@ospin/obj-splitter

v1.0.3

Published

3 years ago

Split JSON into multiple chunks, based on its size! Are _YOU_ trying to get around pesky protocol payload limits? Do _YOU_ have some other reason to split up big chunks of JSON and are looking for a judgement free solution? **split-JSON** is here for you!

Downloads

0High
0Medium
0Low

Split objects into size-limited chunks!

Are you fed up with pesky MQTT payload size limits?
Are you ready to make big objects smaller, perhaps for the purposes of circumventing restrictive network limits?

Then this package is for you!

Overview

This package comes with two modules - one to split an object up into chunks (Splitter), and another to re-assemble said chunks back in to the original object (Receiver).

End-to-end example

const { Splitter, Receiver } = require('@ospin/obj-splitter')

// here is an object we would like to split up
const obj = {
  a: Array(500).fill('a'), // <-- ~2000 bytes
  b: Array(500).fill('b'), // <-- ~2000 bytes
}

/* Splitter.split will break the object up into chunks
 *   each returned chunk will have header data within it
 *   header data can be used later to associate chunks
 */
const chunks = Splitter.split(obj, { maxChunkSize: 2500 })

console.log(chunks.length)
// -> 2

console.log(chunks)
/*
[
  {
    a: [ 'a', ... 499 more items ],
    multiMessage: {
      groupId: '18934ceb-a66d-4bfd-b105-467132b4a9ce',
      totalChunks: 2,
      chunkIdx: 0
    }
  },
  {
    b: [ 'b', ... 499 more items ],
    multiMessage: {
      groupId: '18934ceb-a66d-4bfd-b105-467132b4a9ce',
      totalChunks: 2,
      chunkIdx: 1
    }
  }
}
*/

In the chunks returned, the first has the key + value of the original objects a property, and the second has b. Together, the a and b properties in the original object would have exceeded the options maxChunkSize option.

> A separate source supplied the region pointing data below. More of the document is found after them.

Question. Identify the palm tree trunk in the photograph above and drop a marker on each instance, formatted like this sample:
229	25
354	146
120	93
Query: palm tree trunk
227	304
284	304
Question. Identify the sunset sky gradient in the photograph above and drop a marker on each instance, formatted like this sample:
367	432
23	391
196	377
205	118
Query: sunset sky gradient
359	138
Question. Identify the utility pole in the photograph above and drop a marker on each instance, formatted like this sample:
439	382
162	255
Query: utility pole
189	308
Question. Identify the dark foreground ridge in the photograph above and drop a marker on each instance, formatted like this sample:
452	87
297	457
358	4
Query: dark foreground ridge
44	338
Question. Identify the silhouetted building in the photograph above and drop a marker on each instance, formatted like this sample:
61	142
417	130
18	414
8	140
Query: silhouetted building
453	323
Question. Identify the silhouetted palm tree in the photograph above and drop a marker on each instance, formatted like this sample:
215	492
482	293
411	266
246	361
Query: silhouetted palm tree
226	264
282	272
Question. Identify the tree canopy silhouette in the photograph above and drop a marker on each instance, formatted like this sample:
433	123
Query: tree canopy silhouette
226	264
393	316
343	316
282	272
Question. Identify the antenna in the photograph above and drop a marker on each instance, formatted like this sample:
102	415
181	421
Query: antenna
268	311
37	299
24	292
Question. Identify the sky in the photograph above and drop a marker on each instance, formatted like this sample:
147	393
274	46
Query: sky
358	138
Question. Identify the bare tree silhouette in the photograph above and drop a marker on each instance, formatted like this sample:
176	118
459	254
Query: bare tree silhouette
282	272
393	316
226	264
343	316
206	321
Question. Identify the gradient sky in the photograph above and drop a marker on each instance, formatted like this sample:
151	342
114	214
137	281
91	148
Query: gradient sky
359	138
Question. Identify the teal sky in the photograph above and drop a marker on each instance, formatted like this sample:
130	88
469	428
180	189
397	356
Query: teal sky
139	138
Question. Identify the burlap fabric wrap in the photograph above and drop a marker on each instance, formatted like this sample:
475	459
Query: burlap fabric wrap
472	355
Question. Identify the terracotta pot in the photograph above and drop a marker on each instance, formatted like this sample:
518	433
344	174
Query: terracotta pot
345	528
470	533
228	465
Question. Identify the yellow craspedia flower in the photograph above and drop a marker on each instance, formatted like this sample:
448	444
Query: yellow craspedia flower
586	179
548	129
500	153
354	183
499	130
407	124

Each chunk returned is under the maxChunkSize (bytes) provided.

The multiMessage key (which will have been added to the chunks) contains header/meta data about the chunk:

multiMessage: {
  groupId: <uuidv4>, // unique identifier for a group of chunks which belong together
  totalChunks: <integer>, // the total chunks the original object was split in to
  chunkIdx: <number>, // this chunks identifier relative to its sibling chunks
}

Using the Receiver, these chunks can be re-combined to form the original object:

// continued from above ...
const [ chunkA, chunkB ] = chunks

const receiver = new Receiver()

const incompleteResult = Receiver.receive(chunkA)

console.log(incompleteResult)
// -> { complete: false, chunksOutstanding: 1 }
// since chunkA was only 1 of 2 chunks needed to fulfill the series, .receive returned a partially completed response

const completeResult = Receiver.receive(chunkB)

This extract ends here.